The yardstick now accepted by the Court goes against the red flags raised by expert agencies, including — as pointed out by a report in this newspaper — its own amicus curiae and the CEC, the panel that advises the SC on environment-related matters and monitors the compliance of its orders. The environment ministry’s agency, the Forest Survey of India, had told the ministry that the 100-metre height filter would exclude 91.3 per cent of 12,081 Aravalli hills 20 metres or higher, spread across 15 districts in Rajasthan. The FSI’s internal assessment also shows that if all 1,18,575 Aravalli hills are considered, over 99 per cent will not meet the new criteria.

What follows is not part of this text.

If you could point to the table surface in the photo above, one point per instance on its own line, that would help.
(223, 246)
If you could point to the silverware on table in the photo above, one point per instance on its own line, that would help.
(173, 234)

Several reports — including a survey by SC’s CEC in 2018 — have underlined that the Aravallis have lost a fourth of their hills. The SC’s past rulings have pointed out that the destruction of the hills could lead to the Thar desert expanding towards the Indo-Gangetic plains and worsen air pollution in Delhi-NCR. However, its acceptance of a definition that effectively reduces a range stretching over more than 650 km to a few scattered hills does not square with the SC’s formidable jurisprudence on not just the Aravallis but on environmental matters at large. From the verdict in the M C Mehta case (1996), which emphasised strict enforcement of the polluter pays principle, to the landmark judgment last year, which recognises that people have a right to be protected against the destruction of nature, the Court has been a steadfast supporter of ecological concerns. In the wake of the impasse over what constitutes the Aravallis, the SC should continue to do what its own experts have emphasised — shield the mountain range.